Gastkommentar: Übergang

■ Der Kongreß der Volksdeputierten in Moskau

GASTKOMMENTAR

Bei den Wahlen zum Obersten Sowjet hat der radikale Reformflügel eine taktische Niederlage erlitten. Gerade diejenigen, die die Gesellschaft mit den Basisbewegungen repräsentieren, wie Tatjana Saslawskaja, Sergej Stankjewitsch und Boris Jelzin wurden - noch - nicht in das neue sowjetische Berufsparlament gewählt. Im Rat der Volkdeputierten stehen sich jetzt wenigstens drei Richtungen gegenüber: die Interessenvertreter des Apparats, die zentristische Reformführung um Gorbatschow und die radikaleren Reformer, die der politischen Mobilisierung von unten Ausdruck verleihen. Es wäre für Gorbatschow eine naheliegende Taktik gewesen, mit den radikaleren Reformern ein Bündnis zu schließen und sie etwa durch die Ernennung Jelzins zum Vizepräsidenten zu integrieren. Das ist jetzt kaum mehr möglich.

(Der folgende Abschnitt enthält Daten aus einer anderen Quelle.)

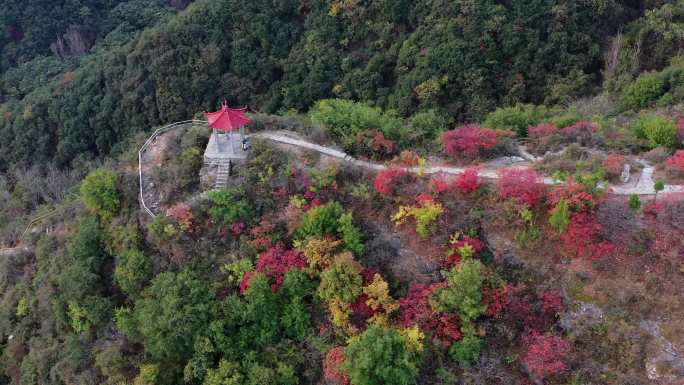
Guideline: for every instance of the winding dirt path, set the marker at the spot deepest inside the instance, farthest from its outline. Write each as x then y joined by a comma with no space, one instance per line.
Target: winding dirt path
644,185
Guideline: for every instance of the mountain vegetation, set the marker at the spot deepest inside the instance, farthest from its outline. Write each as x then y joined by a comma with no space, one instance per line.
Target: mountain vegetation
544,260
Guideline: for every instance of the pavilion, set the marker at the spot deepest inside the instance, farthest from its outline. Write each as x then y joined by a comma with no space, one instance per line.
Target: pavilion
227,141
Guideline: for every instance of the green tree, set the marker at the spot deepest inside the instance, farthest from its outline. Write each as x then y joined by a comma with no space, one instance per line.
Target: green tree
634,202
133,269
380,357
644,91
658,186
341,281
174,302
656,130
330,219
466,350
230,206
463,294
560,216
99,192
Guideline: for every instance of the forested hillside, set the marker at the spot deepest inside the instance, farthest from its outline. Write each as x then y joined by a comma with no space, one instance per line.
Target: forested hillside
438,192
460,58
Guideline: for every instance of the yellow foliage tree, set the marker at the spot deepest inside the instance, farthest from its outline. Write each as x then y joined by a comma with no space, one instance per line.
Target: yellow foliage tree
414,339
380,301
319,253
339,317
424,215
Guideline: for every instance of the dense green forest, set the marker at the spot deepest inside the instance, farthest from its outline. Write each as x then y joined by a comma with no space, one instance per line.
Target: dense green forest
536,263
461,58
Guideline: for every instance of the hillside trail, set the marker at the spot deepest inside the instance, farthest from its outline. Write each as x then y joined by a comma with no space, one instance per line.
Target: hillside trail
643,186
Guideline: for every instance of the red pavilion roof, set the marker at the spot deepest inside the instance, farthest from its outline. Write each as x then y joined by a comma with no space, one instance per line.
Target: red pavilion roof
227,119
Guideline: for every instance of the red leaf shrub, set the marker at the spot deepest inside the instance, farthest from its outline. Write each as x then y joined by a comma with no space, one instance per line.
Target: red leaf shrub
455,258
545,355
496,301
439,185
580,238
386,180
552,303
424,198
573,193
275,262
332,366
237,228
541,130
520,309
469,140
680,128
415,308
181,213
408,158
613,165
468,182
676,161
520,185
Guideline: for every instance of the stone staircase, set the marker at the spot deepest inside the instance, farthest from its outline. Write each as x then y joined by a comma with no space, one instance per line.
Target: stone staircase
222,175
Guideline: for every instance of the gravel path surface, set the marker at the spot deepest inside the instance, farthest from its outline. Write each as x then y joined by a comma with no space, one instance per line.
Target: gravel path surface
644,186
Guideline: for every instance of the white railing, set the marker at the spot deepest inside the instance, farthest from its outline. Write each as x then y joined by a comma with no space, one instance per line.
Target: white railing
144,147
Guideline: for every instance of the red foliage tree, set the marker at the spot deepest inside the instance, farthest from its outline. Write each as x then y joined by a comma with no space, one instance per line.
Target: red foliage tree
275,263
613,164
237,228
545,355
468,182
415,308
439,185
574,194
552,303
386,180
332,366
541,130
455,258
181,213
496,300
676,161
581,237
468,140
520,185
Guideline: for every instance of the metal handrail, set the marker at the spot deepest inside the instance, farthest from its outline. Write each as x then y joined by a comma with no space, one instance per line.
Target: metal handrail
144,147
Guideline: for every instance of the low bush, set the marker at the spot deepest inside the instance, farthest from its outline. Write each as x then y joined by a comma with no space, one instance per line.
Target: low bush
347,119
468,141
613,165
331,219
426,126
517,118
522,186
386,181
676,162
658,131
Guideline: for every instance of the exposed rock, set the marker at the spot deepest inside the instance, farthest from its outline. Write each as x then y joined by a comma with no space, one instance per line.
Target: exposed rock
624,177
664,361
581,313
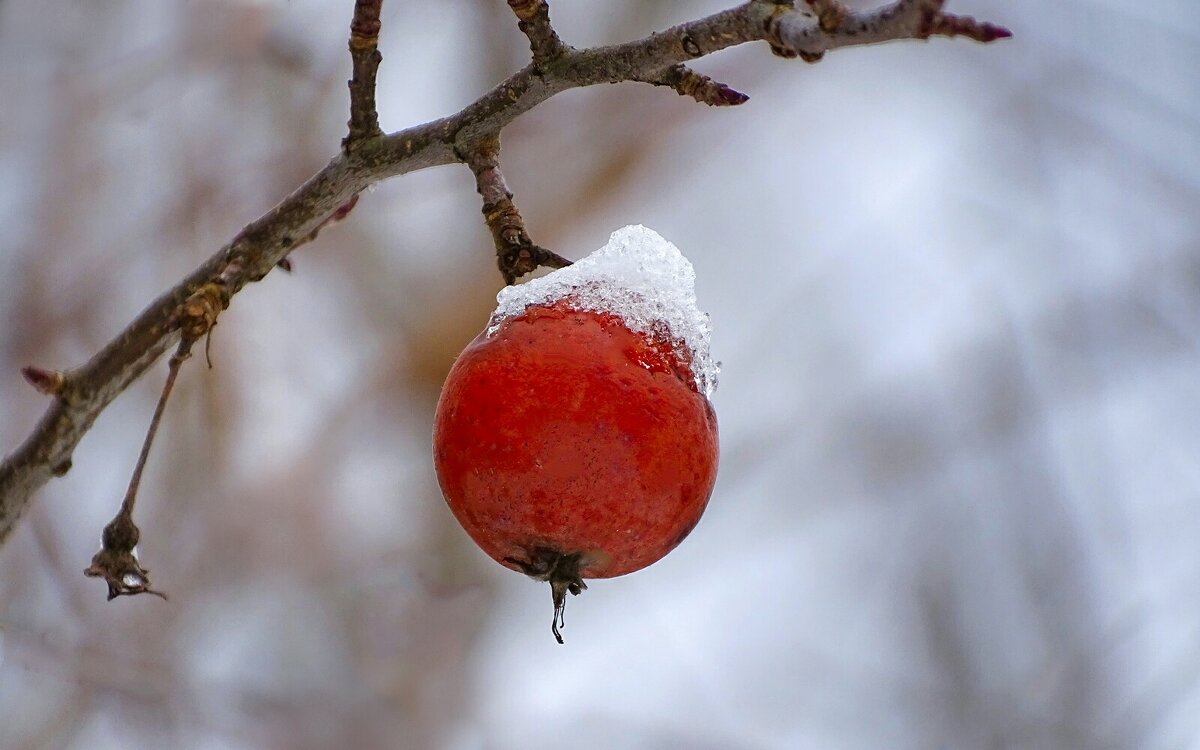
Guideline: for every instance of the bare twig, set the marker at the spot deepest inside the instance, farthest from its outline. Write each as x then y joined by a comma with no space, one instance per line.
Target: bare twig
701,88
118,558
255,251
515,252
365,58
533,18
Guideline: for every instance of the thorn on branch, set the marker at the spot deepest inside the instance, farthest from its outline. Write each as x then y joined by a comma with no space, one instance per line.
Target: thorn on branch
47,382
533,19
701,88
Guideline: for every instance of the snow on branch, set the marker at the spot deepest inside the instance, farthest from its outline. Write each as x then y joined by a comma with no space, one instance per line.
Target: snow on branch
804,29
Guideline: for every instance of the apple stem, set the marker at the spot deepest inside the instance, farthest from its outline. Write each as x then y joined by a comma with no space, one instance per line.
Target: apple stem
562,570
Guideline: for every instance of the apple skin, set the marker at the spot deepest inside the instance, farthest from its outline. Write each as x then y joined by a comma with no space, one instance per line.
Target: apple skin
565,435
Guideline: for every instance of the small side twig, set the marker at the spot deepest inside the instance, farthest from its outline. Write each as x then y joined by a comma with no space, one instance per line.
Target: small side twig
533,19
365,58
515,252
699,87
117,562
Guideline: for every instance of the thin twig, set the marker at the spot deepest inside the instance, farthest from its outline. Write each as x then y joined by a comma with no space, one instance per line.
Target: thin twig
515,252
533,18
365,58
255,252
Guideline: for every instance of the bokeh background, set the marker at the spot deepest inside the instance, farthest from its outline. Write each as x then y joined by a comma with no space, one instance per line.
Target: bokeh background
955,291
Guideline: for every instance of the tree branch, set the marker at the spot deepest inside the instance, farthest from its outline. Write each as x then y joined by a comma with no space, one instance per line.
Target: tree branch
365,59
515,252
85,391
533,19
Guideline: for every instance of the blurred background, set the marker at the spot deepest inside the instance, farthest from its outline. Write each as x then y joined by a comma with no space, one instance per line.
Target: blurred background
957,295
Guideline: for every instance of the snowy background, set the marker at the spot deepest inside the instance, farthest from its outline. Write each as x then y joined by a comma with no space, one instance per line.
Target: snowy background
957,295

Die Wahlen zum Obersten Sowjet erfolgten auf Grundlage von Kandidatenlisten, die zur einen Hälfte von Deputierten der Republik, zur anderen Hälfte von den regionalen Wahlkreisen vorher verabschiedet worden waren. Bei den Wahlen auf nationaler Grundlage gab es nur einen Kandidaten mehr, als Mandate zu vergeben waren. Die russische Delegation hatte für elf Sitze zwölf Kandidaten nominiert. Boris Jelzin fiel als einziger durch. Obwohl auch er eine Mehrheit der abgegebenen Stimmen erhielt, kommt er damit als Vizepräsident wohl nicht mehr in Frage. Die gleiche Tendenz war bei den Wahlen auf Basis der regionalen Wahlkreise zu verzeichnen. Hier hatten fast nur die Moskauer mehr Kandidaten nominiert, als Plätze im Obersten Sowjet zu vergeben waren. Das Ergebnis war, daß gerade die bekannten Reformer durchfielen. Die Botschaft war klar: Die Vertreter der Interessen des Apparats revidierten die weit radikaleren direkten Wahlen vom März, in denen die sowjetische Bevölkerung ein klares Votum für ein konsequentes Vorantreiben der Perestroika abgegeben hatte.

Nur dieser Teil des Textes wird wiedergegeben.